Indeed, one of the chief weaknesses of Silence is that so many of the characters in orbit around Rodrigues convey more narrative gravity than he does himself: Asano’s translator, Ogata’s inquisitor, Kubozuka’s fickle Kichijiro, Driver’s Father Garupe, a village elder played by Yoshi Oida. Andrew Garfield is a fine actor, but his calling card has always been a kind of boyish ingenuousness, and here it is tested beyond its limits.
Garfield’s previous major role of the year, Hacksaw Ridge, is illustrative. In it, as in Silence, he plays a devout Christian—one who served as an Army medic in World War II and, despite his refusal to carry a firearm, rescued 75 of his gravely injured comrades from the battlefield. But in Hacksaw Ridge, this Christian spirit was emphatic, uplifting, a source of near-limitless strength. It was the solution to the problem at hand. In Silence, by contrast, Garfield faces the far heavier challenge of grappling with the possibility that it might be the problem. Far from saving lives, Rodrigues’s faith is costing them.
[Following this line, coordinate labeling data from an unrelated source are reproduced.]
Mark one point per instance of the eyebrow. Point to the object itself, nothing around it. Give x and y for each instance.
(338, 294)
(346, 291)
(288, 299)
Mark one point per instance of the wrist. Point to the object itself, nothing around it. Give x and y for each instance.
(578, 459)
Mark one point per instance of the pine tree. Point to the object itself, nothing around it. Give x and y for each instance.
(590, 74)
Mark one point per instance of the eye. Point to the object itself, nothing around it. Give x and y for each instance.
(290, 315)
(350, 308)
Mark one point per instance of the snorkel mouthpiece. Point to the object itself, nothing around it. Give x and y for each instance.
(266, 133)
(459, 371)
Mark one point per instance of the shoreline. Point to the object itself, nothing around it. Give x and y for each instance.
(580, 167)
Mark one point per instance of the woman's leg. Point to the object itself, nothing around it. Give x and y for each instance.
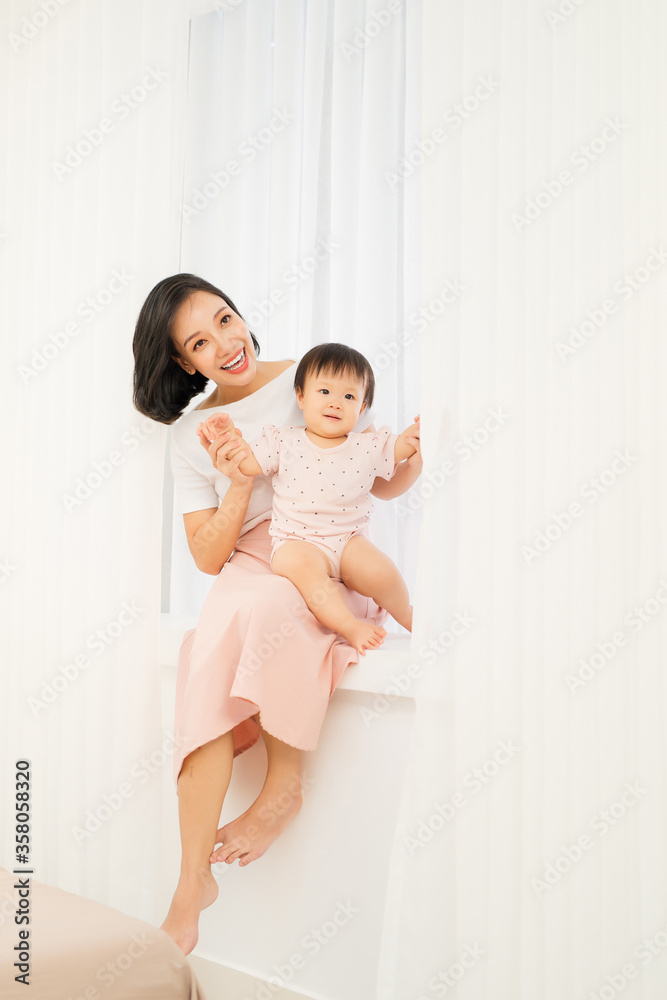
(246, 838)
(202, 786)
(308, 569)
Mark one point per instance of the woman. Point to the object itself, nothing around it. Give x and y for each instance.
(258, 661)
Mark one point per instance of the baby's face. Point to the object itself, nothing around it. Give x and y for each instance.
(331, 404)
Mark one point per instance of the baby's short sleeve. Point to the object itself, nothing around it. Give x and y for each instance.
(382, 444)
(266, 449)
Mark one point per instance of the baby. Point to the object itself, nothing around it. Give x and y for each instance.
(322, 478)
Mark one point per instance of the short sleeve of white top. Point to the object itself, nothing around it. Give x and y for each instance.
(198, 485)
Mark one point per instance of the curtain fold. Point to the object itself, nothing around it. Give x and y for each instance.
(537, 806)
(93, 103)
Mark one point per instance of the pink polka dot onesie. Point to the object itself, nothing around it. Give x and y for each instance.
(322, 495)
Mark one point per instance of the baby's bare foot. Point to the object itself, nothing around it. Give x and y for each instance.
(194, 892)
(363, 635)
(250, 835)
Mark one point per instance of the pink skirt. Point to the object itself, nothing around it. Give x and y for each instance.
(257, 648)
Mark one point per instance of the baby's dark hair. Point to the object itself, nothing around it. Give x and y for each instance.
(336, 359)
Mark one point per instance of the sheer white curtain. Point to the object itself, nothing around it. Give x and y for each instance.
(93, 107)
(541, 873)
(292, 123)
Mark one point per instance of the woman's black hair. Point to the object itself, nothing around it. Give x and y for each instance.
(162, 389)
(337, 359)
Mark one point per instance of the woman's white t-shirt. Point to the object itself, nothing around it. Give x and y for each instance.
(198, 484)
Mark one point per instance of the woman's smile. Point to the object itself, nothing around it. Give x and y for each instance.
(238, 363)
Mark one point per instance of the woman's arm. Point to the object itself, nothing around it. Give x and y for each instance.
(221, 423)
(407, 472)
(213, 533)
Scorsese does Garfield no favors by extending his protagonist’s torments to such extreme lengths. The film is full of moments that, for all their elegance and power, feel repetitive: yet another scene of peasants being commanded to step on the fumi-e; another brutal torture; another confrontation between Rodrigues and the inquisitors in which each side talks past the other—universal truth versus cultural difference—without success.
These philosophical disputes, too, rarely achieve the depth or richness for which one hopes. Late in the film it is suggested, intriguingly, that perhaps the Christian faith of the Japanese peasants isn’t really Christian at all, that due to a long-ago error of translation, they worship not the “Son,” but the “Sun.” Alas, Scorsese’s film is more interested in cataloguing Rodrigues’s ongoing spiritual anguishes than in pulling further on such theological threads.
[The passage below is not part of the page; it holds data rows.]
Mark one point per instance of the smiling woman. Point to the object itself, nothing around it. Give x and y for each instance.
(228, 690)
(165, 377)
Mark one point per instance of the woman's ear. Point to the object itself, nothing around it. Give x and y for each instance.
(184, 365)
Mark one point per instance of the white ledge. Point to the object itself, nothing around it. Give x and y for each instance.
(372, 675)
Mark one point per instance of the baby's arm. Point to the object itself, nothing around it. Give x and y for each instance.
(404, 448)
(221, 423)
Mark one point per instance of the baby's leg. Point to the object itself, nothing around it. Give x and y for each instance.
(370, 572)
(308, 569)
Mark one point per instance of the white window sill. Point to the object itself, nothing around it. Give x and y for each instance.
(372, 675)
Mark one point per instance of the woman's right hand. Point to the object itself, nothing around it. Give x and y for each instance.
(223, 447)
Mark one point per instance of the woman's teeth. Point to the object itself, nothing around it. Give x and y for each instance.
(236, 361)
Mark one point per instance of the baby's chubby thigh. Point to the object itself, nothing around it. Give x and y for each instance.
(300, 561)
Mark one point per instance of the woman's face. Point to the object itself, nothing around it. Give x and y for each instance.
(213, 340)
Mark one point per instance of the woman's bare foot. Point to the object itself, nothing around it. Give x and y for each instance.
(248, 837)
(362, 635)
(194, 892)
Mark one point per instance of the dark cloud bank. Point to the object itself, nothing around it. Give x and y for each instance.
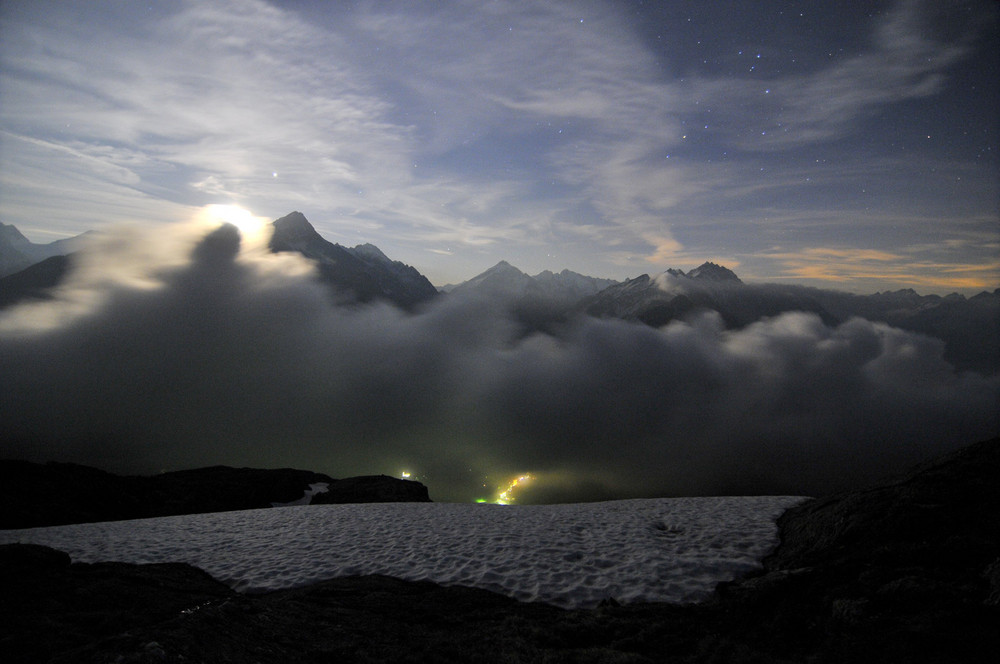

It all comes to an end—though I should warn, there’s still a half-hour left—when Rodrigues finally completes his mission and learns the fate of his mentor, Father Ferreira. I will not reveal what he discovers, but I will say that it feels like a moment that could easily have taken place far earlier in the film.
Let there be no misunderstanding: Silence is an indisputably worthy film from one of our greatest living directors, one that searchingly tackles questions of faith and doubt and duty. The visuals supplied by Prieto are themselves worth the price of admission—the desperate peasants crawling up over the side of a boat, like pirates or mermen; a town abandoned to a community of feral cats; a sea cave that functions like a portal from one world to the next. Scorsese’s abiding passion and respect for his source material is everywhere in evidence. For once, perhaps, it is a little too great.